Despite the sample size being determined using an a priori power calculation, it may have been too small to detect effects in this population of participants, necessitating further studies examining particularly the interactive hypotheses in larger samples. Further, the sample mainly consisted of women with a high educational status, limiting the generalizability of findings. In addition, it is important to note that our exposure-based CBT approach deviated from Müller et al. (2011) in that we included an in vivo exposure to a dead spider and psychoeducation in addition to the CBE. Thus, we cannot conclude that hydrocortisone administration may be equally effective when solely applying the computer session. With regard to salivary GC analyses, it is important to note that we did not objectively verify compliance of the sampling protocol in the morning hours. While participants’ awareness of electronic monitoring of salivary sampling has been observed to result in improved compliance (Kudielka et al., 2003), we cannot exclude whether salivary GC data were confounded due to non-adherence to the fixed time sampling protocols. This should also be considered when interpreting the significant pre-treatment differences with regard to home-based salivary cortisone data. However, given that these group differences did not emerge with respect to salivary cortisol, this possibility seems rather unlikely. Nevertheless, further studies assessing the GC awakening response with improved correspondence to methodological guidelines (Stalder et al., 2016) are needed to exclude variability caused by non-compliance issues. Importantly, hair cortisol data, which are considered to be a more reliable marker of long-term cortisol secretion (i.e., not affected by non-adherence), showed a similar pattern of main findings. Another limitation is that we can draw no conclusion on the exact mechanism underlying the effect of hydrocortisone-enhanced CBT. Besides the assumption that GCs facilitate learning and memory by binding to GC and MC receptors located in limbic and frontal brain areas that underlie these information processes (De Quervain et al., 2017; Krugers et al., 2011), a possible interaction between CBT and GC receptors and/or MC receptors should also be considered.

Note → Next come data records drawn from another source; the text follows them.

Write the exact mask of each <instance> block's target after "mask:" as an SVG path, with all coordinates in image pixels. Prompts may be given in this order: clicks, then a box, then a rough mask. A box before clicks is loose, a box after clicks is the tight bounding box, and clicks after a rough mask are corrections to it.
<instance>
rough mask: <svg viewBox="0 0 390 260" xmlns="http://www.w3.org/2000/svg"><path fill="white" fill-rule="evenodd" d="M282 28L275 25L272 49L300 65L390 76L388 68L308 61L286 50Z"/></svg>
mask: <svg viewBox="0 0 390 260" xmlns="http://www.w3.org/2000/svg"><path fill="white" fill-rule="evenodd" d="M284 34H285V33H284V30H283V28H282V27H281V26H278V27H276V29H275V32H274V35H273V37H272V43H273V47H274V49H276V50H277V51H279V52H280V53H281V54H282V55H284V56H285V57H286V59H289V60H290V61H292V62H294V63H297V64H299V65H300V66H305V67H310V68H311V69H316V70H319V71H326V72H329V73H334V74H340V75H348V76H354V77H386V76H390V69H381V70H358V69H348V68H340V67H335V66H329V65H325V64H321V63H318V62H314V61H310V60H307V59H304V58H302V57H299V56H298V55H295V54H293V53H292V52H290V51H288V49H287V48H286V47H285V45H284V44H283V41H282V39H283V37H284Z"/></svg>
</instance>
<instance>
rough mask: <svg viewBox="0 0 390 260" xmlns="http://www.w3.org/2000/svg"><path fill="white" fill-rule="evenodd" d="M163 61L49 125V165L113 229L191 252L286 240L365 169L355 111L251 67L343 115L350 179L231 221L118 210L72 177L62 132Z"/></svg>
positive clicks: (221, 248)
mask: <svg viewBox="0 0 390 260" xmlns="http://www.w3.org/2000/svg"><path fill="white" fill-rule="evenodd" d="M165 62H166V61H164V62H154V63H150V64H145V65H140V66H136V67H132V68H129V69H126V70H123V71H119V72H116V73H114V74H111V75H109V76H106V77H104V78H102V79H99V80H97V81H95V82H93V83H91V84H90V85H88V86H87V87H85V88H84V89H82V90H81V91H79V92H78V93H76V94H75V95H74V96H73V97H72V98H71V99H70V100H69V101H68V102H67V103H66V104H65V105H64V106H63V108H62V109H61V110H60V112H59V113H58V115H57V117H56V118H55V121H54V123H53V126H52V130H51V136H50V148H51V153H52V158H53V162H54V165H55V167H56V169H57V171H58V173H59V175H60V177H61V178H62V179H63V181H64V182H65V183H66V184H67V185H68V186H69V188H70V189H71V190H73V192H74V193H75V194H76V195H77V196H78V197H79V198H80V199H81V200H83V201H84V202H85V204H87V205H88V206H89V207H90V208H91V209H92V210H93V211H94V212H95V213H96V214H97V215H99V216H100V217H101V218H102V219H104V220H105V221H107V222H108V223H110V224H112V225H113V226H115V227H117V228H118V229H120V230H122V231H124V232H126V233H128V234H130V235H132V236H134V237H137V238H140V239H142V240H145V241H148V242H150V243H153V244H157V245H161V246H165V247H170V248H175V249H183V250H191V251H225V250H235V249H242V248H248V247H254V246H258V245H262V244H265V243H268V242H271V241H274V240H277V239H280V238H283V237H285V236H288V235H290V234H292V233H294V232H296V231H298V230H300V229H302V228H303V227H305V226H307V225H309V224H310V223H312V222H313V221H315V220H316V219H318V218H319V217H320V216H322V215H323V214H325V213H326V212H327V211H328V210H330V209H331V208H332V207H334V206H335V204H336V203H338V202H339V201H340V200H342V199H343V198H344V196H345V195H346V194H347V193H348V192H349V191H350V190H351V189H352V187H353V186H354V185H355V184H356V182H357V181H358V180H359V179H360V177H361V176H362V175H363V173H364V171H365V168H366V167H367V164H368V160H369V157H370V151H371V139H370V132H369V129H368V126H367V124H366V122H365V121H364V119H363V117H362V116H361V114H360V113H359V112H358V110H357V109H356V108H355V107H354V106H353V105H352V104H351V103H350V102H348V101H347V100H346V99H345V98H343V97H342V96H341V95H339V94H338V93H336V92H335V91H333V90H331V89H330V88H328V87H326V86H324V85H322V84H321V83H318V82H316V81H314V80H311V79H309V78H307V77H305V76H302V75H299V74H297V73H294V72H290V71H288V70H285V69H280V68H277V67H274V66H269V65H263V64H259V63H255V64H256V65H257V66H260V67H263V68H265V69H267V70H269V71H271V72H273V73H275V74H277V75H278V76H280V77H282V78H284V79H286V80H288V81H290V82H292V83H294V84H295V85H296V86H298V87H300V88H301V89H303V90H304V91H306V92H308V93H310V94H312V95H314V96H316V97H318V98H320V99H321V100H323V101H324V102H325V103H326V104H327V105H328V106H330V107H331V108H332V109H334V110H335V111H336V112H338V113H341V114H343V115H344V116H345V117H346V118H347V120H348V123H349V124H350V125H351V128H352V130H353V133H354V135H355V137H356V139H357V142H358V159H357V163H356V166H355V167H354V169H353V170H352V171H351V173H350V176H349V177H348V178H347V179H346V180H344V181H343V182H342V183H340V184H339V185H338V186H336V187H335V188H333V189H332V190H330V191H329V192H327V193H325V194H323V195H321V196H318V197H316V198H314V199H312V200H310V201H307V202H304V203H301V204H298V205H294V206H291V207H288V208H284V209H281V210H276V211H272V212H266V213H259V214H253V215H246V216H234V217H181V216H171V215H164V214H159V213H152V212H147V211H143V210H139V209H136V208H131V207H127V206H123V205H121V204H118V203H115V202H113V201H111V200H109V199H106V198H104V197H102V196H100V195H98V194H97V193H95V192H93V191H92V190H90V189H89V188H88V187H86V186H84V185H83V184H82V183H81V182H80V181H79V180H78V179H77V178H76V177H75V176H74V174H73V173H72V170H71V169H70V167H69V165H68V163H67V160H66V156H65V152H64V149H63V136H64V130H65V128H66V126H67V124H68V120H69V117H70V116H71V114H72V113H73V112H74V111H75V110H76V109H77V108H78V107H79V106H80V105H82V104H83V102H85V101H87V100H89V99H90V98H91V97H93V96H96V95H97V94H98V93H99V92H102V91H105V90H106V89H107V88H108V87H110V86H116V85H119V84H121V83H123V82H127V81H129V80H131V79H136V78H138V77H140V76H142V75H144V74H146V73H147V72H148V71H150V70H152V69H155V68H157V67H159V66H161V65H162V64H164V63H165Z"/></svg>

To conclude, the current study replicates previous findings highlighting GC administration as an effective adjunct to exposure-based CBT even with a low-level therapist involvement. Despite the use of hair steroid analysis, which provides considerable advancement for the assessment of long-term integrated GC secretion, no predictive value of pre-treatment endogenous GCs for CBT response or the efficacy of hydrocortisone-enhanced CBT emerged. Interestingly, our explorative analyses revealed that higher baseline hair cortisone levels were tentatively predictive of a stronger reduction in threat bias. However, GC administration did not result in a greater reduction in threat bias and no predictive value of threat bias change for clinical symptom recovery emerged. Future studies integrating approaches from biopsychology and neuroscience (e.g., Nakataki et al., 2017) are needed to corroborate these findings in larger, clinical samples. The investigation of such underpinnings of successful treatment of anxiety disorders may help to develop more effective, economic and personalized treatment formats.